Over the ages since, the north bank had become a curiosity. The detritus of a dozen cultures found their way there, or were forced to it when there was no other refuge. The sluggish, dark waters of the Taunis carried barges and rafts to the muddy shores. Criminals and debtors fled to it, refugees of wars national and domestic, the addicted and the poverty-lost. And like the vast and mindless organism that it was, the Sovereign North Bank grew.

That there were no magistrates did not mean there were no planners, no architects, no geniuses or madmen. Rather it meant there was no restraint to those who lived there and invented. Over the decades, the press of humanity and desperation drove the buildings higher. One story and then another rose up, built from whatever came to hand with the unofficial motto Good enough is good enough. Towers leaned and swayed and sometimes collapsed, grinding the men and women within them to blood and pulp, only to be rebuilt by the survivors or the next wave of refugees. Walkways of rope and wood were hoisted between the buildings until it was said a native of the place could cross from the boundary wall on the north to the sluggish waters at the south without ever touching ground. Shit and piss and trash were thrown from windows to the distant street until rain came to wash them away, and like plants in rich soil, the unstable, unreliable buildings rose, driven by the deep human desire to be the one least shat upon. The streets, such as they were, grew darker and narrower and sometimes disappeared altogether under plank-and-tar awnings that redefined them as homes and shacks.

As with any community, there were landmarks and centers all through it. The Temple at the root of the city that was said to be part of the original Hanish palace. The Water Market, built out over the river itself, where men and women exchanged trinkets and junk with the focus and ferocity of gem merchants. The opium dens against the wall where men slept themselves to death under strings of pale beads long since yellowed to amber by their smokes. There were neighborhoods and demarcations invisible to the untrained eye, but named by the natives: the Salt, Hafner’s Choke, Jimtown.

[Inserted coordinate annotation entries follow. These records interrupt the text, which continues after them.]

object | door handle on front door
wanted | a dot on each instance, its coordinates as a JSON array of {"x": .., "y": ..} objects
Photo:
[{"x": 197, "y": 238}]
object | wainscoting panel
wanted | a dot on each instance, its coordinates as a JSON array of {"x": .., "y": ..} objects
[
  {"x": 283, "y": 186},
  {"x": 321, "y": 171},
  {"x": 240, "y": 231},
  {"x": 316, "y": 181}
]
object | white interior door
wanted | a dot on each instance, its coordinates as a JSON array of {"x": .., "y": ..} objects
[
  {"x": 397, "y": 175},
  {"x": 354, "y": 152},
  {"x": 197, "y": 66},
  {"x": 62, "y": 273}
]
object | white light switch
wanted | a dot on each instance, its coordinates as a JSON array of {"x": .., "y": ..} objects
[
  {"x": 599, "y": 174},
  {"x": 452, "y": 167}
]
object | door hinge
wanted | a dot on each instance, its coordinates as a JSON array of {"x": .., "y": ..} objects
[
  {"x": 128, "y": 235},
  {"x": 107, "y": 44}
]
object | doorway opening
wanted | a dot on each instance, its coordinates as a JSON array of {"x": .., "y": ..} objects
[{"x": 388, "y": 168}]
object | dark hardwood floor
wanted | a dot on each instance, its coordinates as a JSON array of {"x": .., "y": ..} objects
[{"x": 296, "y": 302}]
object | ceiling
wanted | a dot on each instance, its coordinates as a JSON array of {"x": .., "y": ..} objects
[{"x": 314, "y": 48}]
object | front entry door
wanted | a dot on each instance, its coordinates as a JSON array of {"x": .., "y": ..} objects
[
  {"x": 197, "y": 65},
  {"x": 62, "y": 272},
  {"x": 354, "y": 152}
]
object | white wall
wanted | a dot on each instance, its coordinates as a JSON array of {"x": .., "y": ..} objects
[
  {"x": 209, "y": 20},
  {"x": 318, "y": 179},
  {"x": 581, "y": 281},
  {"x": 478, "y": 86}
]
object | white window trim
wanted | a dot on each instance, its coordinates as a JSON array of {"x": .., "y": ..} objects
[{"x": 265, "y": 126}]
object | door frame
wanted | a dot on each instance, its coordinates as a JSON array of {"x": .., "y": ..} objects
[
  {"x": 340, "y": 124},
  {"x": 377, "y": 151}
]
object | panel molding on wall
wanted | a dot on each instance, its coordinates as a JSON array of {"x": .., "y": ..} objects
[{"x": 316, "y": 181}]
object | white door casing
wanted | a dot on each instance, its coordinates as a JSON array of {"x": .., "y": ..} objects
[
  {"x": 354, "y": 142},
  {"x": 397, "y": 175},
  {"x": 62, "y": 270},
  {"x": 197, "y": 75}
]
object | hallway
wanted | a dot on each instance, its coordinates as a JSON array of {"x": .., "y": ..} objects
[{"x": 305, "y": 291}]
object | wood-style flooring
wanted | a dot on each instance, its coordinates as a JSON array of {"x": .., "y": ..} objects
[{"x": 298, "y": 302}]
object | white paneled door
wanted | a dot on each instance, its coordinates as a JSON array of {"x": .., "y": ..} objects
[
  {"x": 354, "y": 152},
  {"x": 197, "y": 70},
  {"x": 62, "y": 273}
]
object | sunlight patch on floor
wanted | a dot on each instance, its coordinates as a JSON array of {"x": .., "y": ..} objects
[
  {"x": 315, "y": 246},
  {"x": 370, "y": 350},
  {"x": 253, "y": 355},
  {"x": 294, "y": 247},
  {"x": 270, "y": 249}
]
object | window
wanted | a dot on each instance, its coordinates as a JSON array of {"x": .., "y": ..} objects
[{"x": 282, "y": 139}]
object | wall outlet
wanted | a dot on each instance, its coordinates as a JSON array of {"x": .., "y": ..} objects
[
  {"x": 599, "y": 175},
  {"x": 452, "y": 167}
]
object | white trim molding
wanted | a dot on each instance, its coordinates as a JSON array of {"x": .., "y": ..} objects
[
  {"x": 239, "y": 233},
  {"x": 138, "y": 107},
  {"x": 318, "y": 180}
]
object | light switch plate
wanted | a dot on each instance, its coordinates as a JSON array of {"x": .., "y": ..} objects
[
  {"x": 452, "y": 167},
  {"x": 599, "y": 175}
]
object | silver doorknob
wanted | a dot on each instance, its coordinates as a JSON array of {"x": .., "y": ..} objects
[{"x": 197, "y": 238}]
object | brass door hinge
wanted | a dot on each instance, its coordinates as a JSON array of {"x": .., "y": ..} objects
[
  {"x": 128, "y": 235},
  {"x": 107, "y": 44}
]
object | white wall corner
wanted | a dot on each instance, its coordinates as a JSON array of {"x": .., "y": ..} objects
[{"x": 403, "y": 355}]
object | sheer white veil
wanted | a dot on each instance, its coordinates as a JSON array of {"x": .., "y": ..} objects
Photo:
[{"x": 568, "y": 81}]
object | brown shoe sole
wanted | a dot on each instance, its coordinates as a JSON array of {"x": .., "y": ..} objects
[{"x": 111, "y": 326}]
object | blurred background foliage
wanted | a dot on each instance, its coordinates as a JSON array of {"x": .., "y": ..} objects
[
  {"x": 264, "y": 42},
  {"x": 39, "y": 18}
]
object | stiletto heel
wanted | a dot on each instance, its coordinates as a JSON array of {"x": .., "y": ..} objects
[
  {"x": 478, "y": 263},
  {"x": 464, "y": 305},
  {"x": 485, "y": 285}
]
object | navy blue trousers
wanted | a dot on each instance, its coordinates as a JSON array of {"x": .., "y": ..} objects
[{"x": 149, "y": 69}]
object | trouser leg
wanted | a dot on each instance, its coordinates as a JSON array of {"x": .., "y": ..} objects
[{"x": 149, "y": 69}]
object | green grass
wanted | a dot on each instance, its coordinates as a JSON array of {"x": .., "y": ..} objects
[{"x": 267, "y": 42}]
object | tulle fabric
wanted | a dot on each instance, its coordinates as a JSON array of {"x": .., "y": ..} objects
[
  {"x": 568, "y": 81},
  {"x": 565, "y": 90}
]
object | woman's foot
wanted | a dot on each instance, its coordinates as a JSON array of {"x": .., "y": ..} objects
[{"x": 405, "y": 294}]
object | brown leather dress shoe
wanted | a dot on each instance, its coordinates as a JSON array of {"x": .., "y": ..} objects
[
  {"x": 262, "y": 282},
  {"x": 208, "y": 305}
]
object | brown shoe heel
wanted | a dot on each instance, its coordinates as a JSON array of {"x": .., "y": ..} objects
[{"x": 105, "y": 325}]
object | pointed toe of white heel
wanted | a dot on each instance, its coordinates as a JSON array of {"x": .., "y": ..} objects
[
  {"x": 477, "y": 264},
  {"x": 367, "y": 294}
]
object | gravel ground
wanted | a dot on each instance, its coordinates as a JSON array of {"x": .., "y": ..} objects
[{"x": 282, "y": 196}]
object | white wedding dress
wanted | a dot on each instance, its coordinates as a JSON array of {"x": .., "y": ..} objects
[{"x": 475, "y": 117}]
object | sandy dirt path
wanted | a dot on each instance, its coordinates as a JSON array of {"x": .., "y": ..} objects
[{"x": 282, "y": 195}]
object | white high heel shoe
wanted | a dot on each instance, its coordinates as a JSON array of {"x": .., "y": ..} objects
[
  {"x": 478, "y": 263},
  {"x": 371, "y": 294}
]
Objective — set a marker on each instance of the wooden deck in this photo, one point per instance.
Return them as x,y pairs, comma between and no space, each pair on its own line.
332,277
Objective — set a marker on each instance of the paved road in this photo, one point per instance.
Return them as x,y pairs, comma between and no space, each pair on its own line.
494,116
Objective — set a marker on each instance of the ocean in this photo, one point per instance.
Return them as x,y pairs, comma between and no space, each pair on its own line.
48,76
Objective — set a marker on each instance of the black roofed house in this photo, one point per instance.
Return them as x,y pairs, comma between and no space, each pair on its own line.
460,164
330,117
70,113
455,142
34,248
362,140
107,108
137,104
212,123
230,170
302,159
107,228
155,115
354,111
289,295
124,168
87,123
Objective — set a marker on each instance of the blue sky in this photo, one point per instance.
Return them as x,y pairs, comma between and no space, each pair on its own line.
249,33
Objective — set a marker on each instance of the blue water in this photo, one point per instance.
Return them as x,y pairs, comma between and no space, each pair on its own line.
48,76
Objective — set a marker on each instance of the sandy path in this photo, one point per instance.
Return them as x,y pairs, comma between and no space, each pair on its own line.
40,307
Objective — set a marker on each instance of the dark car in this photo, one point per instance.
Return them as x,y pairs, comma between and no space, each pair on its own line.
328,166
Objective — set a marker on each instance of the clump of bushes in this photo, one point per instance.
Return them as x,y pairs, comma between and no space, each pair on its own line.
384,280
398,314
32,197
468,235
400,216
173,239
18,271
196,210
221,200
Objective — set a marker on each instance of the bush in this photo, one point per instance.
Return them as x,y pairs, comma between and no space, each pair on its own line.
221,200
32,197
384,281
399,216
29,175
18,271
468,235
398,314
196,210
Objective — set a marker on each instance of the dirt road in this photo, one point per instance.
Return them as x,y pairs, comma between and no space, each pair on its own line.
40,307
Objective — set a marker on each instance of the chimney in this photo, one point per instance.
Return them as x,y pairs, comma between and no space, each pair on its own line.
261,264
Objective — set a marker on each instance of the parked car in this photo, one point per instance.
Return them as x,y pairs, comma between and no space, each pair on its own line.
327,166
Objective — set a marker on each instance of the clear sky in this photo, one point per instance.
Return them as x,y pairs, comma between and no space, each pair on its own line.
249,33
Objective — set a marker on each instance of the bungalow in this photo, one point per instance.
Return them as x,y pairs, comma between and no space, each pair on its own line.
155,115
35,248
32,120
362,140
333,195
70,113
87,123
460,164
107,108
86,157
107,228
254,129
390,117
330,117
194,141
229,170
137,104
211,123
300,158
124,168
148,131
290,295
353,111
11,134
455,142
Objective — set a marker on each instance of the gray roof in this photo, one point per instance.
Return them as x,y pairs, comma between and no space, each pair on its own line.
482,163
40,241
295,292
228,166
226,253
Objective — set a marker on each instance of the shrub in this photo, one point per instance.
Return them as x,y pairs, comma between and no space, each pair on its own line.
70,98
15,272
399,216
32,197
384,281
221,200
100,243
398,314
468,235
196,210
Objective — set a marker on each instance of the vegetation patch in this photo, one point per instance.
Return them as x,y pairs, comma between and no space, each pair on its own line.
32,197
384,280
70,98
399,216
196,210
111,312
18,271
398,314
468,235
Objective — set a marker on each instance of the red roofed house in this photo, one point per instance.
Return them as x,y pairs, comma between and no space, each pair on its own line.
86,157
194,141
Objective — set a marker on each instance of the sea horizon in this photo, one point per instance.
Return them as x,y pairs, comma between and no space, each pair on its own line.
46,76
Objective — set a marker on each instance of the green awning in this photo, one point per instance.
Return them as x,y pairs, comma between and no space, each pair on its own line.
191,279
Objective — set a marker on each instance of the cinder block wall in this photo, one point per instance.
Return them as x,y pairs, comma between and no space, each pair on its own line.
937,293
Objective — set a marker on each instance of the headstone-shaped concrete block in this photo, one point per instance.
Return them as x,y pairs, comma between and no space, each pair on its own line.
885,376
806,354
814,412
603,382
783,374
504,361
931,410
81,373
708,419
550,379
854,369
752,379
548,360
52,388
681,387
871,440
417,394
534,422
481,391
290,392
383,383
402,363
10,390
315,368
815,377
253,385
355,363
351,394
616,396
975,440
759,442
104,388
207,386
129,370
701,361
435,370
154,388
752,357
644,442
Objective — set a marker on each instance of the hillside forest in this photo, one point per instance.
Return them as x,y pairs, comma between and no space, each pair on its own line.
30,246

Two miles long, a mile and a half wide at its greatest, the Sovereign North Bank was home and hovel to fifty thousand people. What little order there was came from the crime lords for whom it was a refuge from the magistrates. What little food there was came from houses of charity in Nevripal whenever the gentry of the greater city felt magnanimous, or was stolen from the river traffic or fished from the filthy waters. The residents of the city-without-citizens ranged from squalid and starving babies who shat their brief lives away in the shadows to the dark-robed holy men in the Temple, from rail-thin addicts half-mad from longing and hunger to masters of crime and violence whose penthouses looked across the river at the lights of the respectable world like reflections in a tarnished mirror.